東京が元スペイン代表MFシャビ(34=バルセロナ)の獲得を目指し水面下で動いていることが3日、分かった。大物助っ人外国人を複数リストアップし、その中でパスサッカーのスペシャリストが浮上している。代理人などを通じて交渉に入る。オランダ代表MFスナイダー(30=ガラタサライ)もリストに挙がり、C大阪FWフォルラン(35)に続く世界的ビッグネームどりへの動きは今後、本格化する。来季日本代表FW武藤嘉紀(22)との夢のコラボが、Jリーグで見られるかもしれない。

 超大物外国人獲得に向けて、来季リーグ初制覇を狙う東京が静かに、そして大胆に動きだした。バルセロナでプレーするシャビを、水面下で調査開始。シャビ側の人物と接触している。まだ条件提示や正式オファーには至っていないが、夢のビッグネーム獲得を実現するために、情報収集を行い移籍交渉に入る。東京関係者は「具体的には何も決まっていない」と明言は避けた。

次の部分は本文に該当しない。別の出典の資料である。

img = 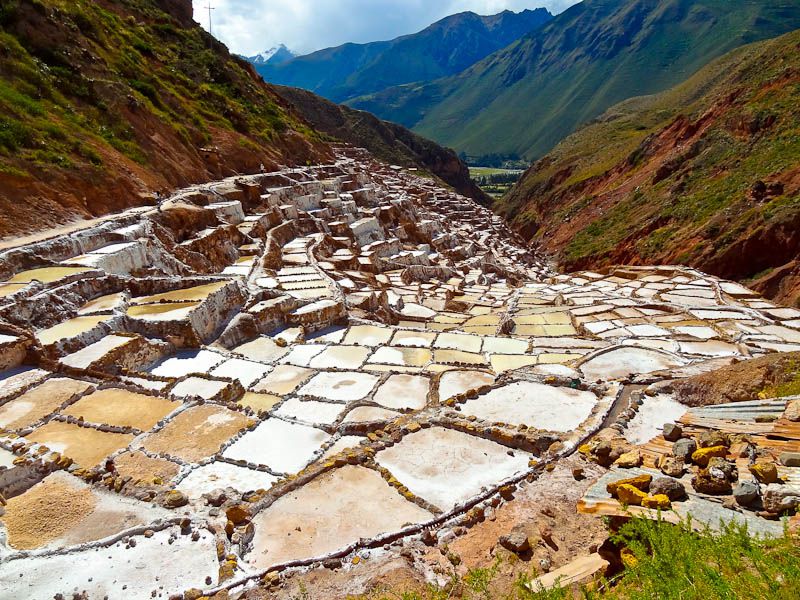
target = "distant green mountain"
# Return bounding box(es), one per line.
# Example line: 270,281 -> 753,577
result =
350,0 -> 800,162
250,9 -> 551,103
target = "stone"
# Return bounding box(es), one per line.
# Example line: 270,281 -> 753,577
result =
762,484 -> 800,514
642,494 -> 671,510
206,488 -> 227,507
673,438 -> 697,462
163,490 -> 188,509
659,456 -> 685,478
614,450 -> 643,468
784,400 -> 800,422
650,477 -> 687,501
698,430 -> 728,448
733,481 -> 760,507
499,526 -> 531,554
748,461 -> 779,485
691,469 -> 732,495
225,504 -> 252,525
779,452 -> 800,467
616,484 -> 647,506
184,590 -> 203,600
691,445 -> 728,467
606,474 -> 652,496
707,457 -> 738,481
663,423 -> 683,442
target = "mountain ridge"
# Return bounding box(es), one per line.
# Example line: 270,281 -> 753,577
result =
250,8 -> 552,103
350,0 -> 800,162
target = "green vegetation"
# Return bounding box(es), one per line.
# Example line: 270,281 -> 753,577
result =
350,0 -> 800,161
470,167 -> 523,198
359,517 -> 800,600
0,0 -> 319,179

 シャビはバルセロナで育ち、バルセロナで大活躍してきた。スペインリーグ優勝は7度、欧州チャンピオンズリーグ(CL)は3度制した。スペイン代表としては2010年W杯南アフリカ大会の初優勝に大きく貢献。パサーとして人並み外れた視野の広さで、ボールを配給した。アルゼンチン代表FWメッシという最高のフィニッシャーとのコンビで、「バルサスタイル」を築き上げた1人だ。

 今季、プロデビューし13得点を挙げ東京のエースに成長した武藤へのパスの出し手となれば、爆発的な得点力アップが見込める。さらに、東京が獲得に乗り出している川崎FのFW大久保も加われば、夢のコラボが実現する。個人で打開できる武藤や大久保を、後方から操るシャビ-。そんなJリーグでは類を見ない超豪華布陣に、サッカーファンの胸は高鳴る。スタジアムで一目見ようと、ファンの新規開拓にもつながり、Jリーグ全体の活性化が期待される。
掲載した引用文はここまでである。